At the same time there has been not only  a concern about health inequalities but an appetite to address them.  A February 2021, a survey found that 81% of people said it would be a very big or fairly big problem if inequalities in life expectancy worsened between more and less deprived areas of the country.

And two-thirds of the public (69%) want government to reduce inequalities between different groups.

But when the connection between health and broader inequalities is not made explicit support for action diminishes so when  asked to choose three or four areas of inequality considered to be most serious from a list, only 28% of the public cited ‘health inequalities and life expectancy’ as one of the most serious challenges to Britain. Other types of inequalities generated much more concern, with inequalities between ‘deprived and well-off areas’ (61%), and ‘income and wealth’ (60%) being considered the most serious.

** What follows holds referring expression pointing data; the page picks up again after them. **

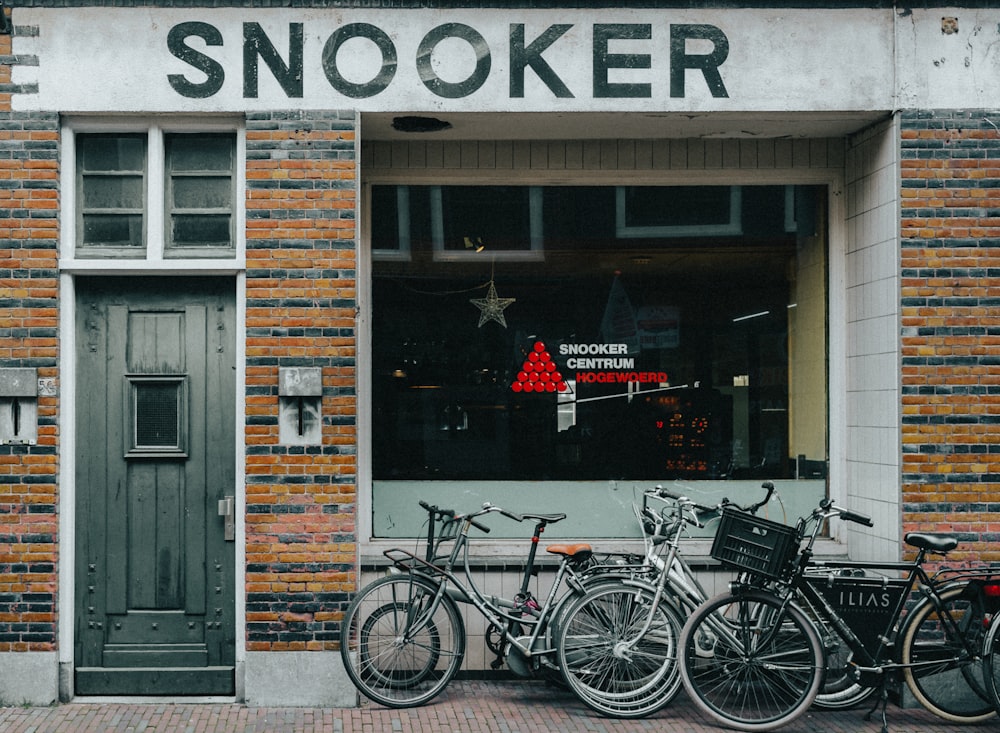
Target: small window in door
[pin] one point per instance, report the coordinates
(157, 417)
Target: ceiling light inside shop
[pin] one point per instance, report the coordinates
(413, 123)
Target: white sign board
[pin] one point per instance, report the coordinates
(95, 59)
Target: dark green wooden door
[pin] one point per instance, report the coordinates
(155, 466)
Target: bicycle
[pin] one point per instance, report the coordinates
(617, 644)
(753, 659)
(991, 656)
(402, 638)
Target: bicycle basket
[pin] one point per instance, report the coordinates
(757, 545)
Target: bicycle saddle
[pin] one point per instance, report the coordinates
(545, 517)
(576, 553)
(931, 542)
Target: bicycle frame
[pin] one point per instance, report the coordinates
(897, 592)
(505, 614)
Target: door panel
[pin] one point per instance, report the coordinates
(155, 610)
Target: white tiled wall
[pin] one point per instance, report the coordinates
(872, 313)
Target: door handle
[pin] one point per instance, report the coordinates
(227, 510)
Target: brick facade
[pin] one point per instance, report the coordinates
(301, 265)
(29, 325)
(950, 306)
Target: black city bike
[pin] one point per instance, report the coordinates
(755, 658)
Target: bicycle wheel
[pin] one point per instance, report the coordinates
(751, 662)
(942, 676)
(991, 661)
(608, 662)
(400, 644)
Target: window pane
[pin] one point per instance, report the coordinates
(202, 193)
(112, 152)
(200, 197)
(495, 217)
(201, 152)
(111, 192)
(112, 231)
(671, 206)
(156, 415)
(104, 192)
(200, 230)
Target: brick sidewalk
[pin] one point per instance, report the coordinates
(468, 706)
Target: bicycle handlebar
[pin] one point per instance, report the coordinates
(827, 507)
(436, 512)
(663, 493)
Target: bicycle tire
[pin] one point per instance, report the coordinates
(751, 662)
(991, 661)
(393, 651)
(954, 691)
(607, 664)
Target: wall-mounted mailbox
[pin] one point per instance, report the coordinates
(18, 406)
(300, 398)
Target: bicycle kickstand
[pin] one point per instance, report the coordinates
(883, 700)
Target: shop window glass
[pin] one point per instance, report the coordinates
(694, 351)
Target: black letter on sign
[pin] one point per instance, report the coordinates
(256, 43)
(709, 64)
(604, 60)
(386, 72)
(521, 56)
(211, 68)
(462, 88)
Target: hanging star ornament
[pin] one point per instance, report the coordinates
(491, 307)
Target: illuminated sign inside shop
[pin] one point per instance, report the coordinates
(590, 363)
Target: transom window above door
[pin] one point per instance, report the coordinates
(149, 194)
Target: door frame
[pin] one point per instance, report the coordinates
(66, 603)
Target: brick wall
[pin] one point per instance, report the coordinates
(301, 264)
(29, 199)
(950, 306)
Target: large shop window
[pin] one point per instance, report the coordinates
(559, 348)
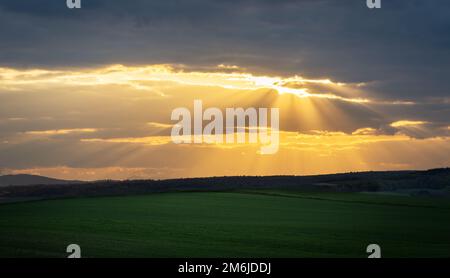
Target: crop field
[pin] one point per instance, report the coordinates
(228, 224)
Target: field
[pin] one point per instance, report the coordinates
(228, 224)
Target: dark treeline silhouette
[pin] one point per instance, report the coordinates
(436, 179)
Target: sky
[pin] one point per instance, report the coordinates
(88, 93)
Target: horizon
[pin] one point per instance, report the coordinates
(94, 97)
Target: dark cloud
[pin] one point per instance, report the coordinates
(404, 46)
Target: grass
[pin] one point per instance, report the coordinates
(234, 224)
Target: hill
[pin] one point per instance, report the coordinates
(24, 180)
(430, 182)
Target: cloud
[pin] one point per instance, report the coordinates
(400, 51)
(406, 123)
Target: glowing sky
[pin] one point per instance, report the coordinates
(89, 95)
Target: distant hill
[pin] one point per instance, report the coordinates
(23, 180)
(431, 182)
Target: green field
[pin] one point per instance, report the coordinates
(235, 224)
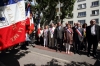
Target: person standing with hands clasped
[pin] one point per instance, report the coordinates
(68, 37)
(93, 36)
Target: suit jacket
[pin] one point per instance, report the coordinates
(76, 36)
(59, 33)
(88, 32)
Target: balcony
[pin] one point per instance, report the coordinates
(80, 0)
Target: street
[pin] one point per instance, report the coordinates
(40, 56)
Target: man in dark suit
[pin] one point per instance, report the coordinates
(93, 36)
(59, 36)
(74, 35)
(78, 38)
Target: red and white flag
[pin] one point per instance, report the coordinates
(32, 27)
(12, 23)
(79, 33)
(38, 31)
(28, 15)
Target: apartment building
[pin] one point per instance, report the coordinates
(84, 11)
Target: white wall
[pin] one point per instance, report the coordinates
(88, 12)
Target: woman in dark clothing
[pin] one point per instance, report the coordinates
(84, 40)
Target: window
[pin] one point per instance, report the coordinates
(70, 22)
(95, 3)
(97, 21)
(82, 14)
(80, 0)
(81, 21)
(95, 12)
(82, 6)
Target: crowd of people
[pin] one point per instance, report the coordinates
(79, 37)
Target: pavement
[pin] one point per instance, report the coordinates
(43, 56)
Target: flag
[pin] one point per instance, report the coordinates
(79, 33)
(28, 18)
(38, 27)
(12, 23)
(32, 27)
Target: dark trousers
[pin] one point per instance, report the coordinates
(59, 44)
(51, 42)
(84, 44)
(77, 46)
(93, 41)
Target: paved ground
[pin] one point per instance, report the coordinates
(40, 56)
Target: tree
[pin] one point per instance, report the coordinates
(48, 8)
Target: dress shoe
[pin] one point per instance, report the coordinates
(94, 56)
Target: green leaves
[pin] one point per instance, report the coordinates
(50, 12)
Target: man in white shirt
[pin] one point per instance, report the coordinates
(93, 36)
(51, 35)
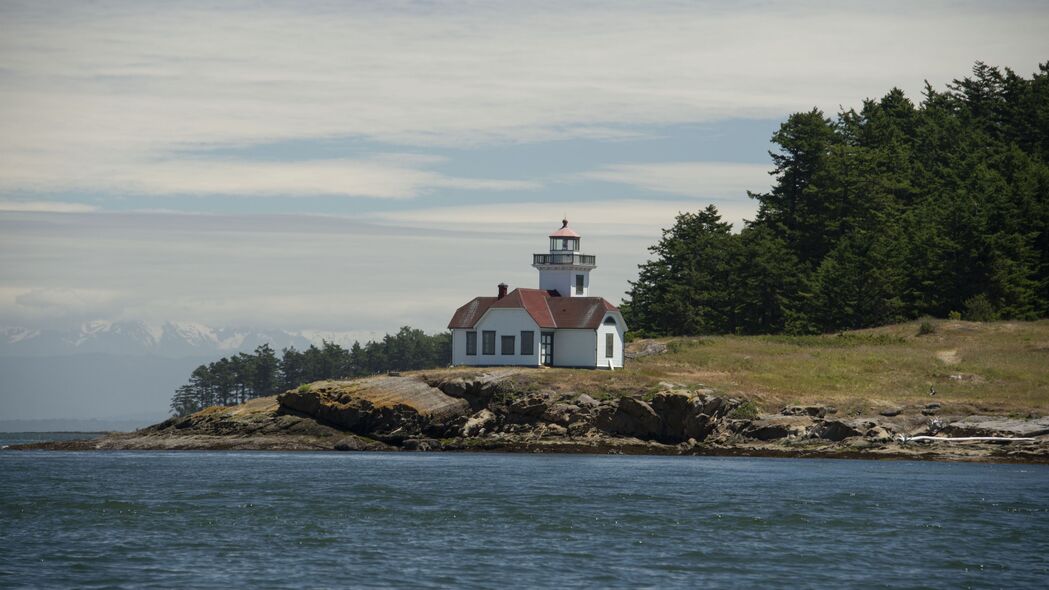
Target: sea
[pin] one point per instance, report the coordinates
(415, 520)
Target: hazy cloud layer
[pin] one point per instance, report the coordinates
(106, 93)
(128, 106)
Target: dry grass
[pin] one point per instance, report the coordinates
(998, 367)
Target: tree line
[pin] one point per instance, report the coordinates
(890, 212)
(242, 377)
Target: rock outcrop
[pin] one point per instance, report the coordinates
(491, 411)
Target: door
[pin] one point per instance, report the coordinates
(547, 349)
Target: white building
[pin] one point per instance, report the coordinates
(558, 324)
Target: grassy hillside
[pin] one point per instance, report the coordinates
(1001, 367)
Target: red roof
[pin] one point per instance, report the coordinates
(548, 309)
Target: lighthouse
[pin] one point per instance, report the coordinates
(564, 269)
(558, 324)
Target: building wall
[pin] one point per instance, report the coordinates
(504, 322)
(563, 281)
(574, 348)
(618, 333)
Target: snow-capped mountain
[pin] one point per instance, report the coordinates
(170, 339)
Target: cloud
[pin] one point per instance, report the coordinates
(688, 178)
(109, 93)
(45, 207)
(608, 218)
(68, 301)
(298, 272)
(373, 177)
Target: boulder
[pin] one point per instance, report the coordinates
(477, 391)
(375, 405)
(560, 413)
(585, 401)
(835, 430)
(349, 443)
(997, 426)
(554, 430)
(528, 409)
(479, 423)
(778, 427)
(673, 409)
(635, 418)
(813, 411)
(422, 444)
(698, 426)
(879, 434)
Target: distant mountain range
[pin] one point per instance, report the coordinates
(170, 339)
(103, 375)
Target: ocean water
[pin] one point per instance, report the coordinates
(327, 520)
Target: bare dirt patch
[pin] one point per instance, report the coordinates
(948, 357)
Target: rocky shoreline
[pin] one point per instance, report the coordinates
(489, 412)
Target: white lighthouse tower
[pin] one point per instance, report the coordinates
(564, 269)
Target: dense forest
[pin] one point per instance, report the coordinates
(881, 214)
(239, 378)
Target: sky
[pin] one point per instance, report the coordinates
(360, 166)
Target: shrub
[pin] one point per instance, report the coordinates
(746, 411)
(979, 308)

 Furthermore even when people do understand the connections the problems whether they be of class or race or where people live can seem impossible to solve. People  can feel powerless. The key to this is to provide simple, single factor answers to break problems down. For example one explanation for differences in levels of Covid deaths between different ethnic groups was information on hygiene and mask wearing not being communicated in someone’s first language. The easy, actionable answer is to translate leaflets. By turning to easy actionable answers, where that is possible, that sense of powerlessness can be avoided.

The climate crisis offers useful lessons in shifting the public towards evidence-based understanding while not overwhelming them. Initially many people felt the climate agenda was intractable, created by systems and processes that are bigger than them as individuals. Through repeated, public explanation of the overall consequences of climate change, with actions that individuals can take alongside what the state needs to do, it is possible for individuals to feel they have a level of personal control, while gaining interest in the wider systemic problem.

The toolkit is free to use and available to all. It is based on four years of research, so it is not a style guide based on personal taste but a clear, evidence-based pathway to getting the message across, something that the health community has failed to achieve to date.